Wednesday, 14 January 2009


Simon Martin, Untitled (2008). Single screen video installation. Courtesy the artist and Chisenhale Gallery.

Simon Martin at Chisenhale Gallery, 28 Nov - 18 Jan 2009.

It's amazing, really, how ambiguous a very large projection of a frog can be. For Simon Martin's new show at the Chisenhale Gallery the large, cavernous, chilly space comprises just and only that, on a screen maybe two metres long and six foot tall. But it's a subtle, unsettling piece, all the more so for the minimalism of means. If, that is, one can really call a large technicolor frog minimal.

The frog isn't really alone. Nor is it really a frog, but more on that later. Entering the space I encounter a projected image of the frog sitting on a leaf, shifting slightly between a variety of positions. These are interspersed with titles suggesting quotes from realist novels, of an uncertain time - or maybe a hybrid of times. Several descriptions are rich on ornaments: Chinese screens, fourteenth century Burmese buddhas, Hiroshige prints, Japanese Tansu.

Is the frog our Tansu? I discover later the intertitles are phrases extracted from airport novels, but the overall effect is less of particular genres of writing, than particular times or environments infected and transformed by particular details - a Victorian drawing room, say, suddenly found to contain a lap top or a mobile phone; a Japanese buddha with a games console.  A soundtrack makes similar shifts between rainforest sounds and orchestral music. 

What is it with this frog? It sits centre frame, seeming to pose for us, but of course not really. What seems to be for us isn't actually for us at all. THIS FROG IS NOT POSING. Each time we return to the frog this tension builds between the apparent and the actual. Is this:

(a)Frog madness 

(b)Frog frustration

(c)Frog rapt 

(d)Frog nihilism

Back to the orchestral music. I don't know what it was, but it fitted some vague modernist template in my mind.  This implied the frog was itself a marvel of modernism. Other times, however, when image cut from intertitle to frog, the music was pure mood, Hollywood score dramatic tension, Frog Psycho. Just for a moment, then image and music were separate again. It was all sorts of fluctuations and shifts like that - involving image, music and text - that made this film so enjoyable.

I wasn't sure how far to extrapolate, which is a natural consequence of having to look at a large frog on a loop for an extended time. At one point I observed the frog as made up of several constructivist planes of colour. Now Frog was some kind of modernist housing project; Frog was utopian architectural vision, but notice no children playing on its red, reflective back.   

Which was partly just free-associating whilst the frog blinked, twitched and burbled, but then I read the gallery blurb. Martin originally used a found photograph to make a photorealist painting of a strawberry poison dart frog in 1998. This current project took that engagement into the level of digital animation. As Martin observes:

A picture of a poison dart frog is something we could all be familiar with from a TV documentary or a museum postcard. An image like this becomes the start of a discussion or a springboard to somewhere else. An event or situation can also coalesce into a memorable image, one that we can try to reproduce or simply hold in our heads. 

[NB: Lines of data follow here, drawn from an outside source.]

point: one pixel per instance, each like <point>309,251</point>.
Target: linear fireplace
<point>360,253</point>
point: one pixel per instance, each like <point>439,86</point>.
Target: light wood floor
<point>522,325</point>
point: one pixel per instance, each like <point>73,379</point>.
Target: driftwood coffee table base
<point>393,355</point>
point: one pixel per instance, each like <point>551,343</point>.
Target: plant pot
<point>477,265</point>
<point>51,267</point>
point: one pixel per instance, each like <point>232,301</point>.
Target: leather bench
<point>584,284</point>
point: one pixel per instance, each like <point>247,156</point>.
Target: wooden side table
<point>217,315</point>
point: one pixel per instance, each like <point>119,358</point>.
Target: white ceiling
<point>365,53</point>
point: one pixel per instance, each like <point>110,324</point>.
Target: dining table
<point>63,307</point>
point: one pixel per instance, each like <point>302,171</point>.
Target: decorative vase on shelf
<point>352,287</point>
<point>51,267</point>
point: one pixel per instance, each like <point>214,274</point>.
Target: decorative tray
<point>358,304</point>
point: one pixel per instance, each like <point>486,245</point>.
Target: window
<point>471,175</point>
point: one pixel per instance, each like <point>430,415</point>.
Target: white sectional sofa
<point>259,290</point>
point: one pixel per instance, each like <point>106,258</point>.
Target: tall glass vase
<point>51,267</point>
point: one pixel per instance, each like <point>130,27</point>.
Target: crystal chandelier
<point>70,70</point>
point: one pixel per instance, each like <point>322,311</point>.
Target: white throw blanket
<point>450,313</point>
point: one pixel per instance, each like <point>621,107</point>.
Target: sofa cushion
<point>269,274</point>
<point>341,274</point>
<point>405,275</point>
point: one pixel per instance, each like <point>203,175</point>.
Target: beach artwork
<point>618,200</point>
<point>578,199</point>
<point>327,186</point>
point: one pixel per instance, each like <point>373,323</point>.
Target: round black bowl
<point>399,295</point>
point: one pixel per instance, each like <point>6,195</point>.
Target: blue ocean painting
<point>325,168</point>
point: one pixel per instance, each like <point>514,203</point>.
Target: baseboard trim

How are images used to try and direct our attention and what information unwittingly leaks out in the process? What did the image-maker not see? What does the frame exorcise? Why this particular image? 

And how is it that some images remain, despite familiarity or analysis, potent or strange whilst others will slip by, barely noticed? 

Maybe I'm gullible when it comes to frogs, but this one had seemed pretty real to me, if a bit day-glo. I wondered if there was some genetic engineering at work, but my knowledge of GMO's rivals my knowledge of frog colouring. All of which fed into an engagement with construction and "life" - as in "what is life?" - running through both rainforest and gallery.  

That said, as I watched on, the presiding emotion didn't seem to be a cooly detached or overtly intellectual one. Many discussions of AI or human-animal relations focus in some way on consciousness, which was what the animated frog image both suggested and strongly denied: the pose that is not a pose and now is.  

Or, it shifted us away from appearances towards the animation program or the code that generated the movements. That was how I came to see the language of the intertitles, too: the details of lap top and phone that entered in - viral like, gene mutations - shifting the whole constellation. 

What are the consequences of all this? If you should meet a large HD animated frog here are two questions I suggest you should ask: 

Are you about the future or the past? In regards to modernism: are animated HD-frogs the new stainless steel?